If only the directors of this Upstart Production show, Justin Locklear and Cassie Bann, had studied more closely the old silent film comedies of Keaton, Chaplin and Lloyd. Or even taken a look at Jean Dujardin's tribute to those silent movie masters in his Oscar-winning performance in The Artist. Dujardin used his face so efficiently, sometimes just an eyebrow or a twitch of his lip to express a thought or emotion. On the screen, he got the luxury of a glowing close-up. On a stage that's some distance from the viewers and separated from them by a gray scrim, it's hard to see any actors' expression. (Upstart has new digs just west of the bridge off Singleton Boulevard. It's a warren of rooms that lead to a big warehouse space being used as theater. Renovation is still in progress.)

Upstart's staging of The Better Doctor is measled with flaws. Their technical stuff is first-rate, with backdrops that are works of art and 1920s period costumes rendered carefully in shades of black, white and gray. But they didn't work hard enough on developing split-second timing for the required sight gags, working up some clever comedy bits in the Harold Lloyd mode and teaching the actors how to communicate to the audience without dialogue.

Lyle's previous silent play, The Boxer, performed first at the Festival of Independent Theatres and then at Dallas Children's Theater, was just about perfect. Its actors - Jeff Swearingen, Ben Bryant, Kim Geiter Lyle, in particular - have big, bright faces suited to silent performance. They're crackerjack physical comics, with innate timing that elicits huge laughs for even the smallest gags.

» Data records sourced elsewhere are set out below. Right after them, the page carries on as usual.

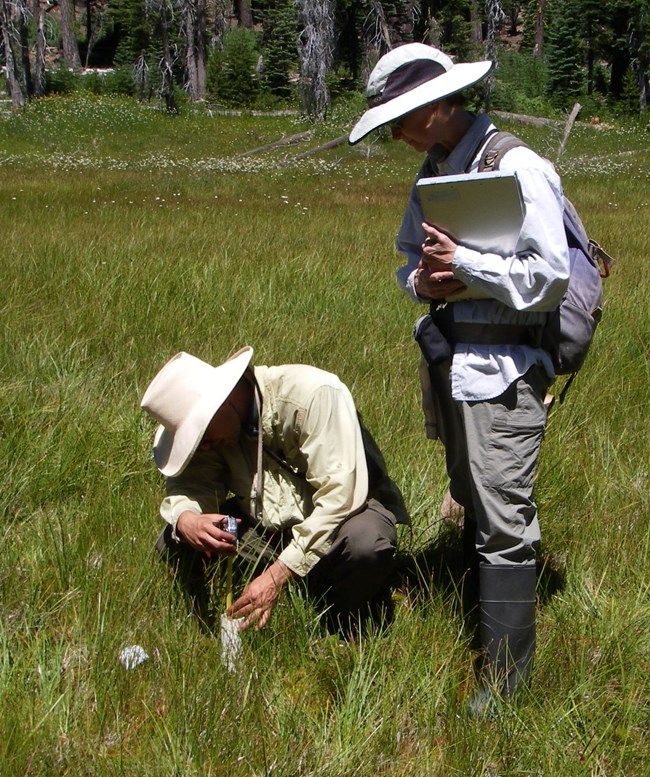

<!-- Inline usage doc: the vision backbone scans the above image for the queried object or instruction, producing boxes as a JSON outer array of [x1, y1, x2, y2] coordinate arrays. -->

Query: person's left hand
[[227, 560, 295, 630], [415, 222, 467, 300], [420, 222, 458, 271]]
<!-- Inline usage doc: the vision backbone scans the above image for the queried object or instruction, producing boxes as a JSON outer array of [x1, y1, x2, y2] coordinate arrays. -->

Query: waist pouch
[[414, 314, 451, 365]]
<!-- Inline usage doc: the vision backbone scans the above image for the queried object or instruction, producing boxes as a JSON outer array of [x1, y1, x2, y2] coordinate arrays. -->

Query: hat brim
[[349, 60, 494, 145], [153, 347, 253, 477]]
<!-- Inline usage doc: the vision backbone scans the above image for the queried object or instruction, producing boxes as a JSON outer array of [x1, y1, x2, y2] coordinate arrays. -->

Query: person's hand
[[228, 560, 294, 630], [415, 222, 467, 299], [421, 222, 458, 269], [176, 511, 238, 557], [415, 260, 467, 299]]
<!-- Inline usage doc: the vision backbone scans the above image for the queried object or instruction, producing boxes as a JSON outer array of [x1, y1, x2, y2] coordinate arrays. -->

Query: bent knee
[[338, 505, 397, 565]]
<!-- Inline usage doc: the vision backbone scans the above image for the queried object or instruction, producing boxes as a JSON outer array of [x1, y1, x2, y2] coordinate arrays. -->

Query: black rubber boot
[[468, 563, 537, 717]]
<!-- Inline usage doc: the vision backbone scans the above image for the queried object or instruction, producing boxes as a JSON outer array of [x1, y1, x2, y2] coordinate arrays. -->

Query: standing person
[[349, 43, 570, 711], [141, 346, 408, 635]]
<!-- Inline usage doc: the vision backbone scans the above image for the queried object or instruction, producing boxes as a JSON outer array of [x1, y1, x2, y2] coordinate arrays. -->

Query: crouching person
[[140, 346, 408, 635]]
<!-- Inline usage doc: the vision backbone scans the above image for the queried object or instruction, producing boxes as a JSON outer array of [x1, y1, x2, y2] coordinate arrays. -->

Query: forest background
[[1, 0, 649, 122]]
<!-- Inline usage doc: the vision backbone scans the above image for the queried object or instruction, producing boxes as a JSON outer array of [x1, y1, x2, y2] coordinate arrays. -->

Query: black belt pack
[[413, 313, 452, 365]]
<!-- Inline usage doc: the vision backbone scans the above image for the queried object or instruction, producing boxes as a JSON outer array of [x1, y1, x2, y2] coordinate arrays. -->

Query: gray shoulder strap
[[478, 131, 529, 172]]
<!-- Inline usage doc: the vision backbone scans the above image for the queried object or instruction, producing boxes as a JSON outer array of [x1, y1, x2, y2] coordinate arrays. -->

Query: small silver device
[[224, 515, 238, 548]]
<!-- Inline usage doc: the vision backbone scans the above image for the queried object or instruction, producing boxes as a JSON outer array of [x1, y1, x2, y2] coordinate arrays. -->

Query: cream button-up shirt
[[159, 364, 371, 577]]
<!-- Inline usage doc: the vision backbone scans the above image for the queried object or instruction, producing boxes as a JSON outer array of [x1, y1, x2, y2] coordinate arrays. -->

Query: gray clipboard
[[416, 170, 525, 255]]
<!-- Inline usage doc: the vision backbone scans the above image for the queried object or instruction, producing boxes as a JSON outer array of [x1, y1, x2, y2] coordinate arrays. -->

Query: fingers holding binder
[[417, 222, 467, 299], [415, 261, 467, 300], [421, 222, 458, 269]]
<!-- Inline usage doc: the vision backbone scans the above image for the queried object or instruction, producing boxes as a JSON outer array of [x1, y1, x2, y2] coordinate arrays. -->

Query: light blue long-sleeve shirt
[[396, 113, 570, 401]]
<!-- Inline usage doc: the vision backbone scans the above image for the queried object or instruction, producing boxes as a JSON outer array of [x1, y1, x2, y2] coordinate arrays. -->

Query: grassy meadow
[[1, 95, 649, 775]]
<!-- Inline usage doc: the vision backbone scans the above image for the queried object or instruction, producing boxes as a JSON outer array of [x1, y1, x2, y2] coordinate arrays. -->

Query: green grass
[[1, 96, 649, 775]]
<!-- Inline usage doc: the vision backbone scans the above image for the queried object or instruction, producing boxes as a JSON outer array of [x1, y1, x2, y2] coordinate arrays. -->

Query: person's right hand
[[415, 261, 467, 299], [176, 511, 238, 557]]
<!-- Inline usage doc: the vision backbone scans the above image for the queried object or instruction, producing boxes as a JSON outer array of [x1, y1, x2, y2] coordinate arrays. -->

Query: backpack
[[479, 131, 612, 379]]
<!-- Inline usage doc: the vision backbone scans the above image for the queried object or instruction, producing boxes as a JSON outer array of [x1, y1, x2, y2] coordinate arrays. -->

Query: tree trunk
[[532, 0, 544, 57], [362, 0, 391, 81], [0, 0, 26, 107], [296, 0, 334, 119], [196, 0, 206, 96], [84, 0, 93, 67], [639, 70, 648, 112], [373, 0, 392, 51], [484, 0, 504, 108], [59, 0, 81, 70], [159, 0, 178, 112], [184, 0, 199, 97], [134, 49, 149, 99], [184, 0, 206, 100], [34, 0, 47, 95], [17, 0, 33, 97], [211, 0, 230, 47], [233, 0, 252, 28], [417, 0, 443, 47], [470, 0, 482, 46]]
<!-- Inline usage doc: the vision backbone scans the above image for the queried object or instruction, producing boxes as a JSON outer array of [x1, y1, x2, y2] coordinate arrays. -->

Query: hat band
[[368, 59, 447, 108]]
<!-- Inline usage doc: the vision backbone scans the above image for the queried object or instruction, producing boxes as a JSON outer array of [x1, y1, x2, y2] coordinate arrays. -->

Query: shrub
[[329, 89, 367, 126], [103, 66, 136, 97], [207, 28, 261, 107], [78, 71, 105, 95], [496, 50, 549, 100], [45, 65, 79, 95]]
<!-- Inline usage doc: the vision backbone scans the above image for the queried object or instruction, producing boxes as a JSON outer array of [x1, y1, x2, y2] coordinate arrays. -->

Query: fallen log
[[491, 110, 561, 128], [236, 131, 312, 157], [292, 135, 348, 160]]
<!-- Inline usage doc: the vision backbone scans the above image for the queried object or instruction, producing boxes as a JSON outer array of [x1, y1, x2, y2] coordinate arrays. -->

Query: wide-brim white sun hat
[[349, 43, 494, 145], [141, 347, 253, 477]]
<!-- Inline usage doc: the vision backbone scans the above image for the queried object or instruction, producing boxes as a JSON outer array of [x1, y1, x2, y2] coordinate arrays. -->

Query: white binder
[[416, 170, 525, 256]]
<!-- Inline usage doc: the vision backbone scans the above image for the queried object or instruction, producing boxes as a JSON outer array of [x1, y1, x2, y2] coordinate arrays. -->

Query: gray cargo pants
[[427, 362, 550, 566]]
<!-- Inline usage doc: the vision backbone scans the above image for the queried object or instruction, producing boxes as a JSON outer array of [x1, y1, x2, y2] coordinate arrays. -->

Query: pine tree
[[260, 0, 296, 100], [211, 26, 260, 106], [545, 0, 584, 108]]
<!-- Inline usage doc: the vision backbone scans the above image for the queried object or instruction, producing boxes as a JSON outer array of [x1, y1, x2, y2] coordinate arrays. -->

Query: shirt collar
[[436, 112, 493, 175]]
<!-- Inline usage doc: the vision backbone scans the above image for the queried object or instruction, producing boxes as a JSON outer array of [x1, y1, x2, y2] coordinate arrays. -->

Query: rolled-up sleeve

Better Doctor has the potential for that but its directors and cast have missed it. The direction is mushy, the performances dull. The leading lady, Lindsay Barrett, has long bangs covering her eyes. The Harold Lloyd character is played by Ezra Jesse Bookman in too-small glasses and shruggy gestures. They're not funny.

The script is a sharp send-up of our messed-up healthcare system. Three sick and injured urchins (Manon and Lily McCollum, Nadaha McCollough) try to get help at a big hospital. But the doctors kick them out for being unable to pay. A young intern (Bookman) cooks up a scheme to sneak them in, but that fails, too. A visit to a mad pharmacist (Ben Schroth, a veteran of Pegasus Theatre's movie-inspired black-and-white plays) ends in disappointment when the price of pills is sky-high.

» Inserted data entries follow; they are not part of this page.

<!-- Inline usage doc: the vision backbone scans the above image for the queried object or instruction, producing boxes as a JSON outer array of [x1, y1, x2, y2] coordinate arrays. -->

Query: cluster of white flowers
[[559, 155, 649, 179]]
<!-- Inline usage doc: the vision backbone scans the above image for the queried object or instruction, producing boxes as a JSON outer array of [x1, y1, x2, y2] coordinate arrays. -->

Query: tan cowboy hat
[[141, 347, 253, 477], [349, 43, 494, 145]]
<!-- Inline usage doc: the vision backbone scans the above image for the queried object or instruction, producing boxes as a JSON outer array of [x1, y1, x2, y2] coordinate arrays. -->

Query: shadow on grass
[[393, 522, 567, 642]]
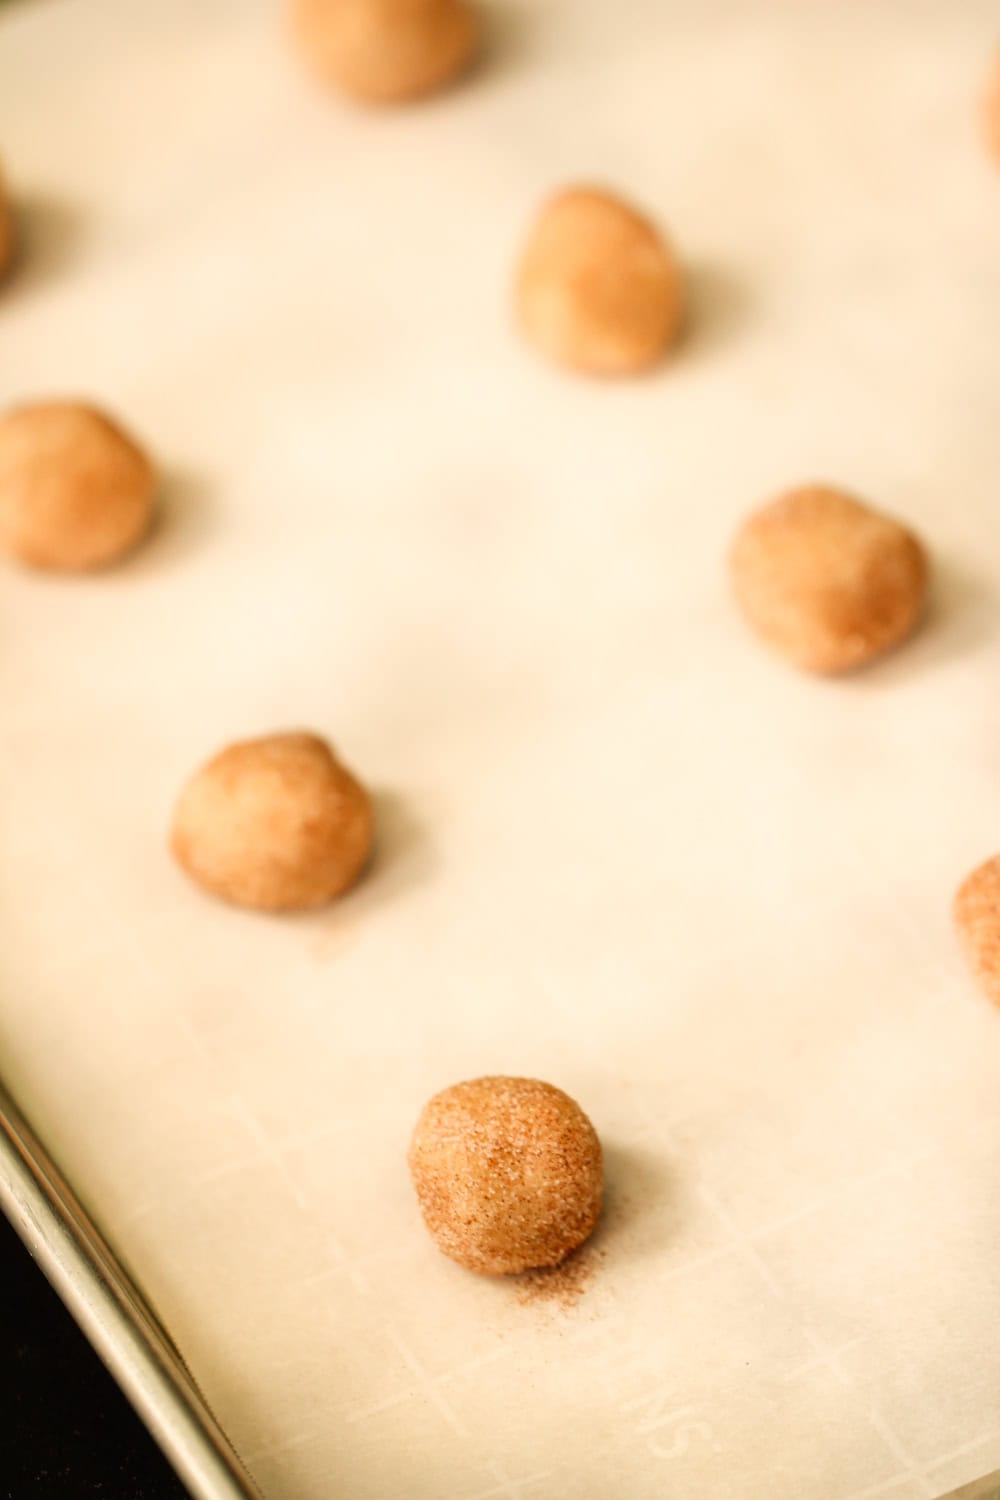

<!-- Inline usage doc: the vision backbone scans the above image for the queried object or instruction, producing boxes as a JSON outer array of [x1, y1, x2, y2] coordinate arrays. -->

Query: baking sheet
[[3, 0, 1000, 1496]]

The medical system as farce. Good idea, pregnant with possibilities.

A live band led by Wade Cofer provides some themes and sound effects. (B. Wolf's wittier piano improvs were much funnier for The Boxer.) It's all over in 75 minutes, which feels much longer, like the waiting time at a busy doc-in-the-box.

The Better Doctor continues through May 20 at The Nest, 425 Bedford. Go to upstarttheater.com for tickets. (All Thursday performances are pay-what-you-can.)